ValueError: Expected input batch_size (10) to match target batch_size (5)

neuralpat · January 6, 2021, 1:53pm

Hi,

I’ve seen a lot of threads about similar issues, but unfortunately none of them helped me resolve mine.

I’m trying to generate news headlines, with a character-level RNN.
I have the following model:

class HeadlineModel(nn.Module):
    def __init__(self, input_size, hidden_size, output_size):
        super(HeadlineModel, self).__init__()
        self.gru = nn.GRU(input_size, hidden_size)
        self.fc1 = nn.Linear(hidden_size, output_size)
        self.softmax = nn.LogSoftmax(dim=2)

    def forward(self, data, hidden):
        x, h = self.gru(data, hidden)
        x = self.fc1(x)
        y_hat = self.softmax(x)

        return y_hat, h

My Input shape is 10x5x96. I got a sequence-length of 10, current batch-size is 5 and I got 96 characters overall that I’m one-hot-encoding. The output is of course the same size.

Here’s my training loop:

criterion = nn.NLLLoss()
optimizer = torch.optim.Adam(model.parameters())
h0 = torch.zeros(1, batch_size, hidden_size)

for sample, target in train_loader:

    optimizer.zero_grad()
    h = h0

    h = h.to(device)
    sample = sample.permute(1, 0, 2)
    sample = sample.to(device)
    target = target.to(device)

    y_hat, h = model(sample, h)
    loss = criterion(y_hat, target)
    loss.backward()
    optimizer.step()

My target size is 5x10. I read that NLLLoss() expects class indices (i.e. not one-hot-encoded), so, since my sequence-length is 10, for each batch I’m feeding it 10 such indices and hence the size of the target.

I get the following exception:

Traceback (most recent call last):
  File "H:/PycharmProjects/pythonProject/HeadlinerGenerator.py", line 117, in <module>
    loss = criterion(y_hat, target)
  File "C:\ProgramData\Anaconda3\envs\pythonProject\lib\site-packages\torch\nn\modules\module.py", line 727, in _call_impl
    result = self.forward(*input, **kwargs)
  File "C:\ProgramData\Anaconda3\envs\pythonProject\lib\site-packages\torch\nn\modules\loss.py", line 213, in forward
    return F.nll_loss(input, target, weight=self.weight, ignore_index=self.ignore_index, reduction=self.reduction)
  File "C:\ProgramData\Anaconda3\envs\pythonProject\lib\site-packages\torch\nn\functional.py", line 2261, in nll_loss
    raise ValueError('Expected input batch_size ({}) to match target batch_size ({}).'
ValueError: Expected input batch_size (10) to match target batch_size (5).
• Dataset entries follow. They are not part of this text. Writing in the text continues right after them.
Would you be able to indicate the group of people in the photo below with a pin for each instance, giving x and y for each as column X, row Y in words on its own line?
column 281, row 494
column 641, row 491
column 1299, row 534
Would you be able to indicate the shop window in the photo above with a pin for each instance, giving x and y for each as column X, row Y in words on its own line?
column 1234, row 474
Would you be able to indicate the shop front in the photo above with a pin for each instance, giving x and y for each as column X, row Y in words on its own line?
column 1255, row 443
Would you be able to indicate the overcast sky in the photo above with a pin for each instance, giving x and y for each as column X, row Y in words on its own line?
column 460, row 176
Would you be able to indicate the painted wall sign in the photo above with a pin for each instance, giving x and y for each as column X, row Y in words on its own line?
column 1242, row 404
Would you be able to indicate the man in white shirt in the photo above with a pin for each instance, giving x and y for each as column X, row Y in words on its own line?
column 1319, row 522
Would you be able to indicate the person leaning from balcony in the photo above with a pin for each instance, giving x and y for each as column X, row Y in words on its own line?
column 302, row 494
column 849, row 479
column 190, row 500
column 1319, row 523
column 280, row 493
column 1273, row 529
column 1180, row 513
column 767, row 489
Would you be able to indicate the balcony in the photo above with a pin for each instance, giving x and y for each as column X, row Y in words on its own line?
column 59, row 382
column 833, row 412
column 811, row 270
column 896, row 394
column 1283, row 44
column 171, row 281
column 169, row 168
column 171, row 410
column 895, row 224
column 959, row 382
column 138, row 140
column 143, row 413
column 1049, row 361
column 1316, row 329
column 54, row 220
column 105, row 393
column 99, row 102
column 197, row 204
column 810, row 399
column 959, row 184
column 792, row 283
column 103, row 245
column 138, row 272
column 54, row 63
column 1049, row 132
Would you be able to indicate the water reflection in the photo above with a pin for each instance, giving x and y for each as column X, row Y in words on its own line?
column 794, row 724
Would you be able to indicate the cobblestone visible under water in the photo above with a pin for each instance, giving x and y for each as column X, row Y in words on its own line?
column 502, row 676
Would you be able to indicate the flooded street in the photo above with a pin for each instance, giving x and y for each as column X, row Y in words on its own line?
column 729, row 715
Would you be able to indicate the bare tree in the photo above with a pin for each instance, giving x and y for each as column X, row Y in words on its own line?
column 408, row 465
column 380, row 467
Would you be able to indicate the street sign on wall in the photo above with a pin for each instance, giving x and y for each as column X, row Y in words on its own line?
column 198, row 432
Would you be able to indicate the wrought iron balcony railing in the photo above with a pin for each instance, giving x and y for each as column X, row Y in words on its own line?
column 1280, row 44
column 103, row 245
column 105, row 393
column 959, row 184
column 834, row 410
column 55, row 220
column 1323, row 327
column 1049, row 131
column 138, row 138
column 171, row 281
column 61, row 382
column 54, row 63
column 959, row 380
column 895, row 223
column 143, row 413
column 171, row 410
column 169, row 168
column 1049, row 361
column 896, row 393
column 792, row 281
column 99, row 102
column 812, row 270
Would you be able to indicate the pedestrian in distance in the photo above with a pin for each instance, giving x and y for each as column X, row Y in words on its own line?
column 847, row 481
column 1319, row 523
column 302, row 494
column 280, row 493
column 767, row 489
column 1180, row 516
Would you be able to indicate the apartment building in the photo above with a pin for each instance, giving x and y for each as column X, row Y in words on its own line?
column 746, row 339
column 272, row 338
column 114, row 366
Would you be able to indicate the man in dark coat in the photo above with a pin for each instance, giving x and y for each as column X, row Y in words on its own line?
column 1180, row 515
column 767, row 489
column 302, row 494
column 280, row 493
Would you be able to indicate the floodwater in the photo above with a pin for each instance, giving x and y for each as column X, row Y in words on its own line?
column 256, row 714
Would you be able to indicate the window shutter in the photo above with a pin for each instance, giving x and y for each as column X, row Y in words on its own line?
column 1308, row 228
Process finished with exit code 1

I don’t get why it thinks that the input batch-size is 10.
I’ve read the documentation for NLLLoss() a dozen times now but I’m not getting it.

What does my target need to look like?
Does it actually have to contain class-indices (which in my case are character-indices)?

I hope someone is willing to help me out here, I’m lost.

neuralpat · January 6, 2021, 6:50pm

@ptrblck I’m seeing that you’re being very helpfull around here. Thank you for that. May I bother you with this? Do you think you can help me out here? If not, that’s cool, I get it

ptrblck · January 7, 2021, 1:55am

The nn.GRU module expects the inputs as [seq_len, batch_size, features] as described in the docs by default, while other layers, such as nn.Linear, expect dim0 to be the batch dimension.
You could either permute the output of the GRU before passing it to self.fc1 or use batch_first=True while creating the nn.GRU module and pass the input as [batch_size, seq_len, features].

neuralpat · January 7, 2021, 6:00am

Thank you for repsonding.

This exception is thrown when calculating the loss though. You think what I’m passing to the loss function is correct, but the output of my network isn’t ?

I’ll try to change my code accordingly and see if it helps.

/edit: Sadly I’m still getting the exception, just a slightly different one:

ValueError: Expected target size (5, 96), got torch.Size([5, 10])

The Error makes sense to me. I get that I’m passing in values one-hot-encoded (96) as input, and I’m passing them as non-one-hot-encoded indices as target but from everything I read, I thought that’s what I’m supposed to be doing and so I have no clue how to resolve it.
Is this assumption not correct?

I’m really lost here.

/Edit:

Okay, I think I found the solution:

loss = criterion(y_hat.permute(0, 2, 1), target)

No more exception.

Is this correct ?
What happens to the third dimension of the input? Is it just ignored?

ptrblck · January 7, 2021, 7:36am

nn.CrossEntropyLoss for a mutli-class classification on a temporal sequence expects the model output in the shape [batch_size, nb_classes, seq_len] containing logits, while the target should be passed as [batch_size, seq_len] containing the class indices in the range [0, nb_classes-1].